The server part is split into the web-server part and the information gathering part. A sqlite3 database is used to exchange data. As we are adventurous, we will use the new fancy Go language from Rob Pike (google).
To avoid all too much code show, I have pushed a (cleaned) version of my project to github: https://github.com/BuJo/cubismsource
There you can follow my ~~misadventures~~ development path and learning process – my proficiency in Go is sadly lacking. But, I have put up a (hopefully) decent README to get an interesting party started.
The code is split into

cubismsource: web-application which delivers the HTML site and the metrics from the database to cubism
jboss2sqlite: application to periodically save the jboss status into the database
jbossinfo: small library for handling the jboss status xml

This is a partial screenshot of three running JBoss instances running almost the same application. The observant reader will of course spot oddities (like the maximum request time of the first instance climbing quite high there, like the first instance having a hiccup at the end).
The result is quite close to something like Cube or Jolokia – just a little less clever!
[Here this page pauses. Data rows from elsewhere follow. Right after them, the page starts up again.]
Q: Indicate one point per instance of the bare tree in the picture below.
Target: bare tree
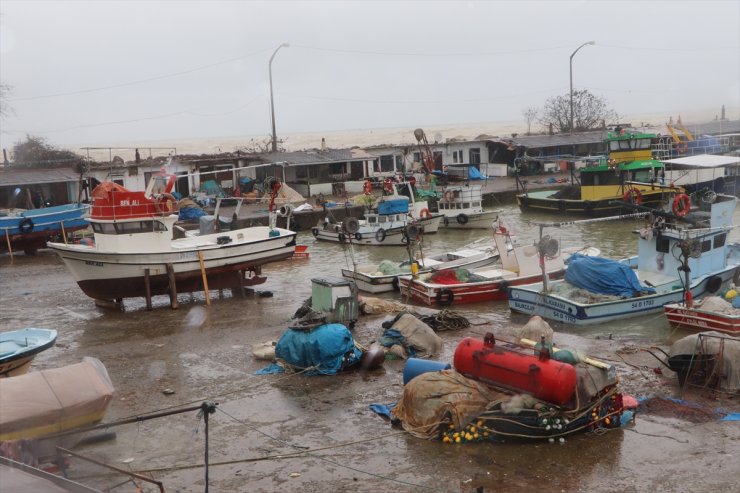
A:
(5, 108)
(530, 114)
(36, 150)
(589, 111)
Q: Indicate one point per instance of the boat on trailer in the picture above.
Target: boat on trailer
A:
(135, 253)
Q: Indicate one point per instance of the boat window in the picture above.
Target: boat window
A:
(104, 228)
(136, 227)
(661, 245)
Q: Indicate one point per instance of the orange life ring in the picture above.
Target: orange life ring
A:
(633, 196)
(681, 205)
(165, 203)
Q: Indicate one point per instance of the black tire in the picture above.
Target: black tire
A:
(351, 225)
(26, 226)
(713, 284)
(396, 284)
(445, 297)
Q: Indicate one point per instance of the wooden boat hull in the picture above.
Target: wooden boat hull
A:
(530, 300)
(539, 202)
(31, 229)
(480, 220)
(19, 347)
(112, 276)
(371, 283)
(394, 236)
(699, 320)
(473, 292)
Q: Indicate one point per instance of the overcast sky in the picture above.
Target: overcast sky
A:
(103, 72)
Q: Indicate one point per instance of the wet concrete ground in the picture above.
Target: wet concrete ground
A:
(204, 353)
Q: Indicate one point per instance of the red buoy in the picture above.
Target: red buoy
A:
(544, 378)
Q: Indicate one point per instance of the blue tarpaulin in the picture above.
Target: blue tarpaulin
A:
(326, 350)
(604, 276)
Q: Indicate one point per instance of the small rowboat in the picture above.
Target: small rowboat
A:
(19, 347)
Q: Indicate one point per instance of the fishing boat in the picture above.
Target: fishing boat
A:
(29, 229)
(628, 174)
(389, 225)
(384, 277)
(708, 313)
(44, 409)
(519, 265)
(19, 347)
(682, 252)
(462, 207)
(135, 252)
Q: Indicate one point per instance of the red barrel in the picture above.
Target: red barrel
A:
(544, 378)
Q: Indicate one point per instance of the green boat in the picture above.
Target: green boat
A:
(628, 175)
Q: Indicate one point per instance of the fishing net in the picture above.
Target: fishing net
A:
(726, 371)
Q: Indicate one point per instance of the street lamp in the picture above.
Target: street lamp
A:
(571, 80)
(272, 103)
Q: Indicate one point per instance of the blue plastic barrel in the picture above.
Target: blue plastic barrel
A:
(416, 366)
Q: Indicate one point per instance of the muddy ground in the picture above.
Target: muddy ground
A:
(168, 359)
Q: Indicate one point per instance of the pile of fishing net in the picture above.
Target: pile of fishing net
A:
(726, 349)
(455, 276)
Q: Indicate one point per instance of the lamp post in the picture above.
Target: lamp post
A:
(571, 81)
(272, 103)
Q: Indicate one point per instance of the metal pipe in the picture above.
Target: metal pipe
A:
(272, 103)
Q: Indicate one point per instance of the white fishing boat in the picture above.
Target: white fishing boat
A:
(389, 225)
(462, 208)
(384, 277)
(519, 265)
(135, 254)
(680, 253)
(19, 347)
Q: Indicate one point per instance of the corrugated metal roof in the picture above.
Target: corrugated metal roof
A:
(316, 157)
(11, 176)
(594, 137)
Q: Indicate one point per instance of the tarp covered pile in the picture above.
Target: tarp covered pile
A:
(604, 276)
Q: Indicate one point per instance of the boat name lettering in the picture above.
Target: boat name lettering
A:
(556, 304)
(643, 303)
(563, 316)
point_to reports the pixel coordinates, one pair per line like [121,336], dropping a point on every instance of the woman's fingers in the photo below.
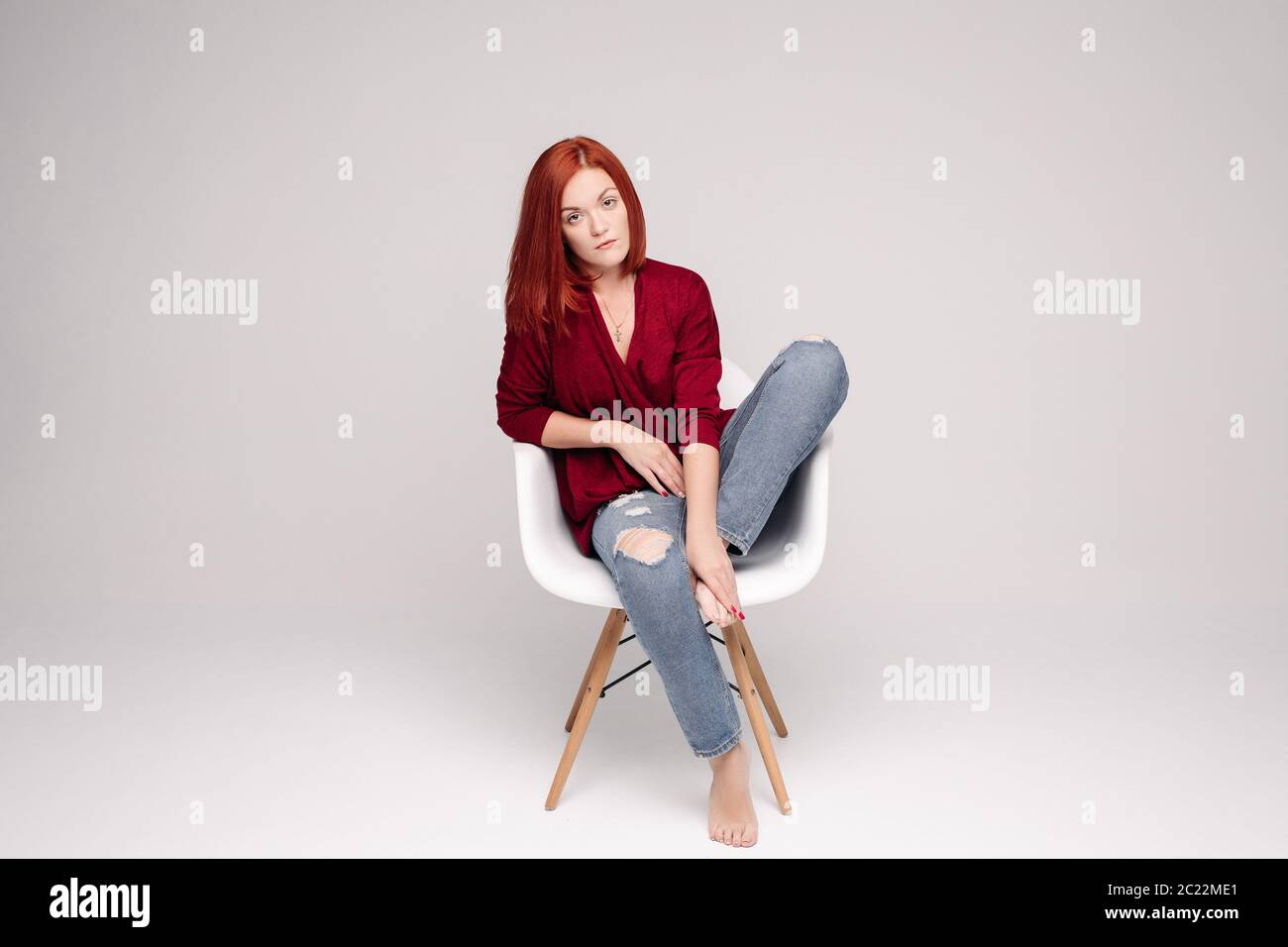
[678,472]
[721,590]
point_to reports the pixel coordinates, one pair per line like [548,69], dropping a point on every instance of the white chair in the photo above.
[768,574]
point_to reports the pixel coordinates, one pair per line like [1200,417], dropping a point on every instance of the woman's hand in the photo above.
[708,607]
[709,564]
[651,458]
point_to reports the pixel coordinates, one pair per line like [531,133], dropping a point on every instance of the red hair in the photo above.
[545,277]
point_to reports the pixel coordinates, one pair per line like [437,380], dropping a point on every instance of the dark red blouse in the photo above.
[673,364]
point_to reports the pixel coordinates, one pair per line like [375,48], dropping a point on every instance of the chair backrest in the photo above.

Feel free to use the code in any way you want – it is “finished” in the sense that it is feature complete and unlikely to be extended by me.
So, what did we gain by putting the odd minute here and there into this?

The need of a third monitor
Beautiful forms and colors – the co-workers’ envy
Knowledge of visualizing things via Cubism
But, we loose points for the added complexity (~650 LoC) – which makes it less accessible from outside.

As with my previous blog articles – this is less about a “solution”, more a way to understand and learn a little more.